Oren S. wrote in post #1003858:
Sometime tough the conflict resolution actions may be different than the
normal update actions and then you should still use save_and_if_conflict
Logically, I don’t see any good reason why the actions should be
different, at least if you are only updating one document.
Consider the two cases:
(A) No conflict
---->time
Client 1 *read update *write
Client 2 *read update *write
(B) Conflict
---->time
Client 1 *read update *write
Client 2 *read update *write
The only difference is that in B, client 2 is reading slightly earlier
(just before client 1 had written). If it happened to read a little bit
later, there would have been no conflict, and it would have done the
update just fine.
Therefore, this is a simple race, and you should code so that you get
the same outcome regardless of the race winner. If you didn’t, then your
application would behave non-deterministically.
However, if you are updating multiple documents together, then it’s a
different case. CouchDB provides no concept of “transaction”; the best
it offers you is a POST to _bulk_docs with “all_or_nothing”:true, which
guarantees that either all of the updates will be written to the
database, or none of them. However this mode also doesn’t perform any
conflict detection, i.e. you will get conflicting updates just the same
as if they had replicated in.
I should say at this point that I think CouchDB is an excellent piece of
software, and its incremental map-reduce and incremental replication is
truly awesome. I just think they made a mistake in attempting to hide,
rather than embrace, conflicting updates. The model described by the
Amazon Dynamo paper takes the opposite view: “write always succeeds”.
Whenever you read a document, you see all the current conflicting
versions, which forces the reader to resolve conflicts; and whenever you
write a document, you list all the parent(s) you are superceding.
So I think CouchDB’s API should have embraced this too.
- PUT should alway succeed (even if it generates a conflict)
- GET a document should always return an array of all live versions
of the document, not a single arbitrary version. Ditto for bulk fetch
and views.
- PUT a document should specify a list of the revs it is superceding,
not a single rev.
Emulating this behaviour is hard. Well, it’s not too tricky to get (1)
if you use POST to _bulk_docs with “all_or_nothing”:true, and you can
hide this in client-side API.
However (2) and (3) are a real pain and inefficient; you have to
explicitly issue multiple GETs to get the conflicting revs and the
conflicting versions (especially when processsing a view); and when you
resolve a conflict, you have to replace one rev then explicitly delete
the other revs.
The current HTTP API strongly encourages you to ignore conflicts and
cross your fingers, which of course means applications are built that
way, which means they won’t scale to multi-master environments or
replication with off-line updates. What users will see is that changes
made on one side or the other are simply “lost” - they actually exist in
the database, but the frontend doesn’t let them see them.

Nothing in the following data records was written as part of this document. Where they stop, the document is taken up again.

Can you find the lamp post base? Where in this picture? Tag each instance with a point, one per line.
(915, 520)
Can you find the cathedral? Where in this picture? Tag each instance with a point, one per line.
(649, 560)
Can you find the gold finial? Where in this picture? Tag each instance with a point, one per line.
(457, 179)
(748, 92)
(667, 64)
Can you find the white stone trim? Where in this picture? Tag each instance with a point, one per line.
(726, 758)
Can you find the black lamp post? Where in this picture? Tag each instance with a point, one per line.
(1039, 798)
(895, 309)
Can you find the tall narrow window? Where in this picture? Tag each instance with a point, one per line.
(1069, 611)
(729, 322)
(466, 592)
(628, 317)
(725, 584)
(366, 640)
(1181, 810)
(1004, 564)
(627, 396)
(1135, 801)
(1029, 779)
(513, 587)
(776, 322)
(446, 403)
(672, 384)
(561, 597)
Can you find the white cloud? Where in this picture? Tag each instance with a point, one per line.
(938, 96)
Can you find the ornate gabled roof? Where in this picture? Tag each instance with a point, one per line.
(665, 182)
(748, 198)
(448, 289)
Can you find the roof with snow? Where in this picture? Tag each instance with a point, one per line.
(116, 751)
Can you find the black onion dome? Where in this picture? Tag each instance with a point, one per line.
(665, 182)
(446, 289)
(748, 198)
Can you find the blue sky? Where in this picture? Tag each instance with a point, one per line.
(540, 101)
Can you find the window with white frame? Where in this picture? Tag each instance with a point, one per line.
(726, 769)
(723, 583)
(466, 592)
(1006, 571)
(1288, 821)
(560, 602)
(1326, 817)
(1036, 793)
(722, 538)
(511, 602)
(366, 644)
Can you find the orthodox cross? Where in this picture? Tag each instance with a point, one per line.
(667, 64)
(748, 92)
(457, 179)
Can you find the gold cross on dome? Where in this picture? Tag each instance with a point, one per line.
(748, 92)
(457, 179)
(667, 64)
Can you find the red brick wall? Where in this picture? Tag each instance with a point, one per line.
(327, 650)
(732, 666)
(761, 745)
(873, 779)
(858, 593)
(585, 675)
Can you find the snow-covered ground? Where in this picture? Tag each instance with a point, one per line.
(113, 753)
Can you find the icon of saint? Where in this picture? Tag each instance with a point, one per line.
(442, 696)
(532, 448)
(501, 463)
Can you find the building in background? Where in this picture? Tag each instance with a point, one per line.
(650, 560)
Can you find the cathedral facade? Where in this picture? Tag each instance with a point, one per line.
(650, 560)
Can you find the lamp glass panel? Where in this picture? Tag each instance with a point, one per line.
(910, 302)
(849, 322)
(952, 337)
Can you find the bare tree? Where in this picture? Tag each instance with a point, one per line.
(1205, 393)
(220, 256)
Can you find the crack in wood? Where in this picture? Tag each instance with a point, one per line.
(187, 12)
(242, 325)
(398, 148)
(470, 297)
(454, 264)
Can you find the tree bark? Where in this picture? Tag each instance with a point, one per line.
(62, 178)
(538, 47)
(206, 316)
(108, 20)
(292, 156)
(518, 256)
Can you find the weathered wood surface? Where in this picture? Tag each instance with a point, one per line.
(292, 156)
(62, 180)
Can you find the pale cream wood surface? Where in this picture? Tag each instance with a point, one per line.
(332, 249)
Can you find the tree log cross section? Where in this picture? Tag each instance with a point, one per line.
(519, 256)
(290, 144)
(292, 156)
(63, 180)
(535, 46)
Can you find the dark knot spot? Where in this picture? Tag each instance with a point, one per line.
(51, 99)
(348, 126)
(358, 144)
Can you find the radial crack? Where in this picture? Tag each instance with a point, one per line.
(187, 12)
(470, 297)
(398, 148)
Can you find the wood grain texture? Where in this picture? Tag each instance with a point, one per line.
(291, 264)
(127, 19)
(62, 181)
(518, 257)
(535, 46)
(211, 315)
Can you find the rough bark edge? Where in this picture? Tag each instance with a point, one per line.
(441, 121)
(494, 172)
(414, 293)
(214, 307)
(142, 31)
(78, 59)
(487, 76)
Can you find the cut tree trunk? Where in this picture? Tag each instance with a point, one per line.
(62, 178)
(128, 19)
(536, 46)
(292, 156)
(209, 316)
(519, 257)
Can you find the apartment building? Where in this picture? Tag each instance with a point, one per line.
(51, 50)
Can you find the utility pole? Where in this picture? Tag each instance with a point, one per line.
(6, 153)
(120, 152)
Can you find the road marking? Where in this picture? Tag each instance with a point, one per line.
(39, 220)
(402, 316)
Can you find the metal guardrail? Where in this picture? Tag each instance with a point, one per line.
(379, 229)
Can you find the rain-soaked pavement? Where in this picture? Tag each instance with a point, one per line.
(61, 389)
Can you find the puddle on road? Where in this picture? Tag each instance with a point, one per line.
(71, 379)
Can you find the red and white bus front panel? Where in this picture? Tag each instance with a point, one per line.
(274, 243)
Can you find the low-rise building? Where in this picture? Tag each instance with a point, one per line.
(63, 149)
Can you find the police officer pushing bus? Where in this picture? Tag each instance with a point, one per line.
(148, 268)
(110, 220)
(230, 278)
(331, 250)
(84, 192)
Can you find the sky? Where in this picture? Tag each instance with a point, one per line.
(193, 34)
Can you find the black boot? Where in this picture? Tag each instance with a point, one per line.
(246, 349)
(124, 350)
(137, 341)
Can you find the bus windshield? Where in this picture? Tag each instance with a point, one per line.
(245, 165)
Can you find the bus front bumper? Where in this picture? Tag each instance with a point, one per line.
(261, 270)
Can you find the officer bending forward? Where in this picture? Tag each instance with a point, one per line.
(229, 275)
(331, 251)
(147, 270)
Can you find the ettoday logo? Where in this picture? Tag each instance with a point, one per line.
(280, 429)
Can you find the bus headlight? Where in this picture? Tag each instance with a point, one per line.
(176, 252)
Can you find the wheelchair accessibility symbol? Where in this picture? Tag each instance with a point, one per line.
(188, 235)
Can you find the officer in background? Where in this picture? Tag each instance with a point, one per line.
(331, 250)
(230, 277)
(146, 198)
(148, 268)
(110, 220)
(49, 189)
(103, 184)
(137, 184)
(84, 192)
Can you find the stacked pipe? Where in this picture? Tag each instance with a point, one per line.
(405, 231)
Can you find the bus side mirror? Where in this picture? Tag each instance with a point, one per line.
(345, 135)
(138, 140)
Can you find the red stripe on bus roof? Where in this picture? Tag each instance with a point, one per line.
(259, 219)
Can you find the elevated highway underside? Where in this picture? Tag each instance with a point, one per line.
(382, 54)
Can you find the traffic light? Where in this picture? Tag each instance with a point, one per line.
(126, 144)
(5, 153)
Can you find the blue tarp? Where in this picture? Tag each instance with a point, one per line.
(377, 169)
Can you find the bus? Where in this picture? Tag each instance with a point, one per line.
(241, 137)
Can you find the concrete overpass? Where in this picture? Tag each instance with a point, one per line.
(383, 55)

BTW there is another CouchDB feature you could look at: the _update
handler. Here you can write some Javascript to perform an update of an
existing document, rather than the client having to POST the complete
object back again. This gives you something of a “model” layer you can
use, although it’s limited to updating a single document at a time.
http://wiki.apache.org/couchdb/Document_Update_Handlers
Regards,
Brian.